From a functional perspective Promise
is a poorly designed data type, because it is lawless, an unprincipled abstraction, rather belonging to the quirky part of Javascript.
In this brief post I will demonstrate another flaw of the Promise
type: It intermingles asynchronous computations that have an in-sequence semantics with those that have an in-parallel one.
Why should both forms be distinguished? Because...
- async computations in-parallel are not monads (in-sequence are)
- both result in different algebraic structures
The former statement is clear, provided you know what a monad is. However, the ladder is a bit harder. Both forms of async computations are just very different and thus their approaches to handle different scenarios vary. Let's compare their monoids to illustrate this statement.
Task
- async in sequence
Task
sequentially performs asynchronous computations. It is a monad but also a monoid:
// Task type
const Task = task => record(
Task,
thisify(o => {
o.task = (res, rej) =>
task(x => {
o.task = k => k(x);
return res(x);
}, rej);
return o;
}));
// Task monoid
const tEmpty = empty =>
() => Task((res, rej) => res(empty()));
const tAppend = append => tx => ty =>
Task((res, rej) =>
tx.task(x =>
ty.task(y =>
res(append(x) (y)), rej), rej));
// Number monoid under addition
const sumAppend = x => y => x + y;
const sumEmpty = () => 0;
// some async functions
const delayTask = f => ms => x =>
Task((res, rej) => setTimeout(comp(res) (f), ms, x));
const tInc = delayTask(x => x + 1) (10); // 10ms delay
const tSqr = delayTask(x => x * x) (100); // 100ms delay
// MAIN
const main = tAppend(sumAppend) (tSqr(5)) (tInc(5));
// ^^^^^^^^^ monoid of the base type
main.task(console.log); // logs 31
Do you see how succinct this Task
implementation is compared to a Promise/A+ compliant one?

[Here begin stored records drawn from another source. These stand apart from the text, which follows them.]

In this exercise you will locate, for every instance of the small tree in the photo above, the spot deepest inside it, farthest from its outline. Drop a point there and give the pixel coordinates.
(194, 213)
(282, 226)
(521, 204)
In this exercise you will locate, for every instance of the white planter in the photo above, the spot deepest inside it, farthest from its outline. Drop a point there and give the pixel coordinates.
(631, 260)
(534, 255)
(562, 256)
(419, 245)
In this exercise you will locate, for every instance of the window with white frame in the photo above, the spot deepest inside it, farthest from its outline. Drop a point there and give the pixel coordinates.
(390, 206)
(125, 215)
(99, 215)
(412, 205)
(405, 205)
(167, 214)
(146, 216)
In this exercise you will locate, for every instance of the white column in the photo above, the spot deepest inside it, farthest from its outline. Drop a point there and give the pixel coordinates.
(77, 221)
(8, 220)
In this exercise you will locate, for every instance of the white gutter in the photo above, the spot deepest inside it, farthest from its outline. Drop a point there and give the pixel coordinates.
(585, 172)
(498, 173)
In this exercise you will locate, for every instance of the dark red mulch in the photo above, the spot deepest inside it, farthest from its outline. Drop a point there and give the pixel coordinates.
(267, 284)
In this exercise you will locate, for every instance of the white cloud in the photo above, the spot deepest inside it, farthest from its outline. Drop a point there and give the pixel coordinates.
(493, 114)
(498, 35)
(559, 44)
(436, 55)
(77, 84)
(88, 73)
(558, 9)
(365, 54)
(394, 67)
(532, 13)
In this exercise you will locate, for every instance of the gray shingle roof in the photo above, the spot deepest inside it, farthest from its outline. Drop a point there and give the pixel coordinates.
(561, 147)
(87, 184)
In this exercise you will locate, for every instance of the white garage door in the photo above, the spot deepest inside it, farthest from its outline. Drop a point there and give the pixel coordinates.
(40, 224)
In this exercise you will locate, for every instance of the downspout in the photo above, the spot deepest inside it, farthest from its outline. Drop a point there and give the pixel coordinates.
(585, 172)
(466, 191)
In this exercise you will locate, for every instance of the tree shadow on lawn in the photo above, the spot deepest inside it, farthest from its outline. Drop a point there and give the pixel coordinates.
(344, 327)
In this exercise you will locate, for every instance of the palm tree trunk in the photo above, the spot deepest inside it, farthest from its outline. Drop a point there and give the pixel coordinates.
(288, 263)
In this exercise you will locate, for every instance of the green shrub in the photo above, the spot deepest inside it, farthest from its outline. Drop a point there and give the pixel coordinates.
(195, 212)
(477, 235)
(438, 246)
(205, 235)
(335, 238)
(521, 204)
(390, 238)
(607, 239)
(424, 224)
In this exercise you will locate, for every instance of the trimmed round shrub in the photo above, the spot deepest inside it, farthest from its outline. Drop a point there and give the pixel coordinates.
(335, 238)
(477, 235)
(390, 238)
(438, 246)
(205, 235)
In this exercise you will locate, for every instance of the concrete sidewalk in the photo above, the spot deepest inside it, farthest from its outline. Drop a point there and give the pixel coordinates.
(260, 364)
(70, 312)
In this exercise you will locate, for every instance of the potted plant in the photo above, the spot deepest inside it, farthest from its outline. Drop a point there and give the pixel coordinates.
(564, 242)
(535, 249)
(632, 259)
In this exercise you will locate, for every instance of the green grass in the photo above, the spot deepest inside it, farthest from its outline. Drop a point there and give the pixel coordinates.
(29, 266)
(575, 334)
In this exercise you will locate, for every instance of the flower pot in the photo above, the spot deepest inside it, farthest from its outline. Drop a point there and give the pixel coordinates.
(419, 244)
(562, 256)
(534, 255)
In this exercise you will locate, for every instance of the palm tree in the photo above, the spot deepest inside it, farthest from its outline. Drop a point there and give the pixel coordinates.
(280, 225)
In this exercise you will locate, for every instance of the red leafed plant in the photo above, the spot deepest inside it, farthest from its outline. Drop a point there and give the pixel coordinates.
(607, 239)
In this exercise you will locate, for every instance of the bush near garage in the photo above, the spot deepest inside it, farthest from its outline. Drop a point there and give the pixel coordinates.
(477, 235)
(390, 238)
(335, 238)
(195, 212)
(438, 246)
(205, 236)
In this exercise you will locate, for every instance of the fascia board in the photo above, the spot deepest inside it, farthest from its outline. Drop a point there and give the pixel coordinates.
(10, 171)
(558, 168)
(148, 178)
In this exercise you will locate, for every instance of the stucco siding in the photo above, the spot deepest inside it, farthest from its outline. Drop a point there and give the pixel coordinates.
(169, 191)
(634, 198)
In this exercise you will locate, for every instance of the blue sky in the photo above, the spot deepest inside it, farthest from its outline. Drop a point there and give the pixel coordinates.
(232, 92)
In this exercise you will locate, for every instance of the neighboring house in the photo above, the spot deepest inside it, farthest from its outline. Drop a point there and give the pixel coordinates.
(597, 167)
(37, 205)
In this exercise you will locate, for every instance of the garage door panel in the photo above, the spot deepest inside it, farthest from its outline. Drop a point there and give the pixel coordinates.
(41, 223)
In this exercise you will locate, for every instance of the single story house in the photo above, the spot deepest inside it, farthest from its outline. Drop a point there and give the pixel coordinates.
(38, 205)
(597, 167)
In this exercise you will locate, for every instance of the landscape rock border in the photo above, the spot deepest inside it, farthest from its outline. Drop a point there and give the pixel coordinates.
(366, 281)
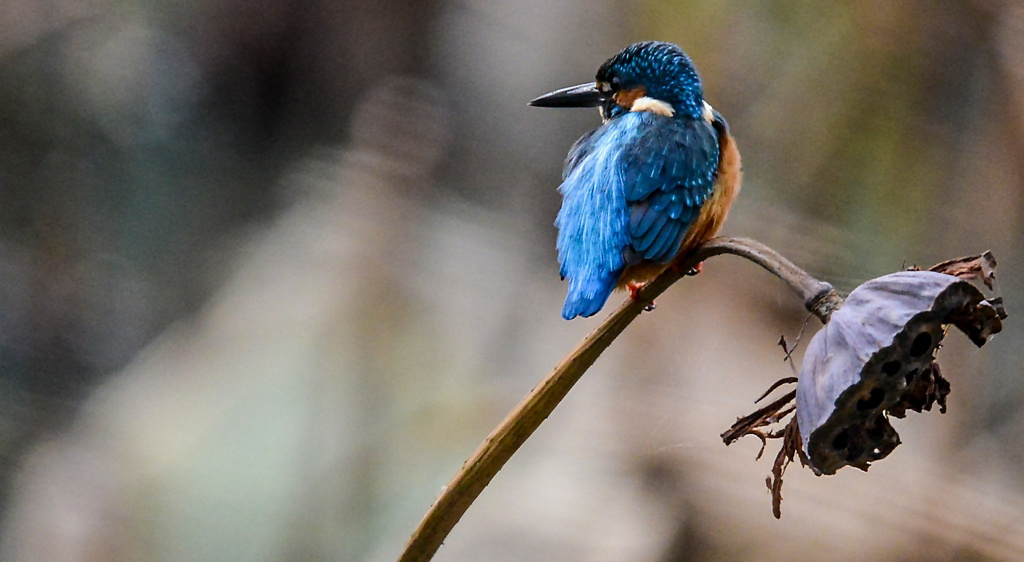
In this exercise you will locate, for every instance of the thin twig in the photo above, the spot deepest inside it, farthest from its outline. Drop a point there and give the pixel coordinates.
(819, 298)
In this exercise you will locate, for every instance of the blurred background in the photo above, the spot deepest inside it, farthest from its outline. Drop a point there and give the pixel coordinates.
(270, 270)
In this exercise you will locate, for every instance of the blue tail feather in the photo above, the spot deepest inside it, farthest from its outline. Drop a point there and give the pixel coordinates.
(588, 295)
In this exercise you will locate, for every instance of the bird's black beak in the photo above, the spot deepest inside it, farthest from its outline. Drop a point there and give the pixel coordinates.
(584, 95)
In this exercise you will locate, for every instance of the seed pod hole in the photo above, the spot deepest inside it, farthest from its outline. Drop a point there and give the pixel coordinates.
(872, 400)
(921, 344)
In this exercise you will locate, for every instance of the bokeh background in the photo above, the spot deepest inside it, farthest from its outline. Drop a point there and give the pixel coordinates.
(269, 270)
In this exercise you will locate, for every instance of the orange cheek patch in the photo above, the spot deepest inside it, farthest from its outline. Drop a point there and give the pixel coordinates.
(627, 97)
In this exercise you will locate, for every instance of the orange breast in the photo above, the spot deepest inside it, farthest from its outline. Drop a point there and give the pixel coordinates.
(710, 220)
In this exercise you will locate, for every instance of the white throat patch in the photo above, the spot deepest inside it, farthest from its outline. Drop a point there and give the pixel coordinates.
(709, 113)
(653, 105)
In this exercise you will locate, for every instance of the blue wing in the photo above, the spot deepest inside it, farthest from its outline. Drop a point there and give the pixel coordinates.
(671, 173)
(630, 190)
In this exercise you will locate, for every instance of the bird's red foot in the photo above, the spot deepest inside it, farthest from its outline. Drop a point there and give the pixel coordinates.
(634, 290)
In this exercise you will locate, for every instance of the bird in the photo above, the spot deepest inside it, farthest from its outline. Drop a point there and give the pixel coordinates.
(655, 180)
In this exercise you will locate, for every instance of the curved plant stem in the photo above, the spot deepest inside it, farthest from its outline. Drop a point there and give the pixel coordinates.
(818, 296)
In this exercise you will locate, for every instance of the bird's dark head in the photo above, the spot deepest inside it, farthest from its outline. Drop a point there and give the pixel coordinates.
(651, 76)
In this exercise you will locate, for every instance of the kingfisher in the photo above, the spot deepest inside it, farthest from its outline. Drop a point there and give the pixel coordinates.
(652, 182)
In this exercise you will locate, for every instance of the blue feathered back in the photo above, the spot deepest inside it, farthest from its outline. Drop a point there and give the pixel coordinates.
(593, 223)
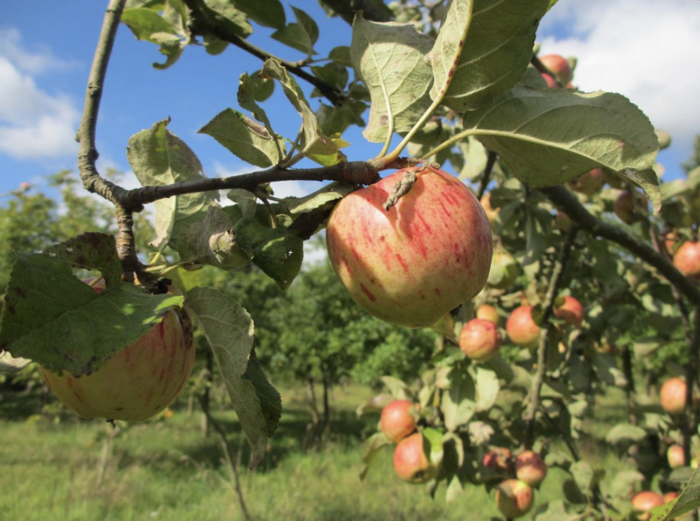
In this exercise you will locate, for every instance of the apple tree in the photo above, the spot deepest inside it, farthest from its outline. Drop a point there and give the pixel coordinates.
(584, 275)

The monoid takes a monoid from a base type and lifts it into the context of asynchronous computations in sequence, that is, tAppend
takes a monoid from another type and applies it as soon as both async operations have yielded a result. Don't worry if this is too abstract. We will have an example soon.
Parallel
- async in parallel
Parallel
performa asynchronous computations in parallel. It is only an applicative and monoid but not a monad:
// Parallel type
const Parallel = para => record(
Parallel,
thisify(o => {
o.para = (res, rej) =>
para(x => {
o.para = k => k(x);
return res(x);
}, rej);
return o;
}));
// Parallel monoid
const pEmpty = () => Parallel((res, rej) => null);
const pAppend = tx => ty => {
const guard = (res, rej) => [
x => (
isRes || isRej
? false
: (isRes = true, res(x))),
e =>
isRes || isRej
? false
: (isRej = true, rej(e))];
let isRes = false,
isRej = false;
return Parallel(
(res, rej) => {
tx.para(...guard(res, rej));
ty.para(...guard(res, rej))
})
};
// some async functions
const delayPara = f => ms => x =>
Parallel((res, rej) => setTimeout(comp(res) (f), ms, x));
const pInc = delayPara(x => x + 1) (10); // 10ms delay
const pSqr = delayPara(x => x * x) (100); // 100ms delay
// MAIN
const main = pAppend(pSqr(5)) (pInc(5));
main.para(console.log); // logs 6
Parallel
's monoid instance represents the race monoid, i.e. pAppend
picks the result value of the faster one of two asynchronous computations.
Conclusion
Both monoids are completely different, because Task
and Parallel
are different notions of asynchronous computations. Separating them is laborious at first but leads to more declarative, more predictable and more reliable code. There is a transformation between Task
and Parallel
and vice versa, so you can easily switch between both representations.
Read more on functional programming in Javascript in my online course.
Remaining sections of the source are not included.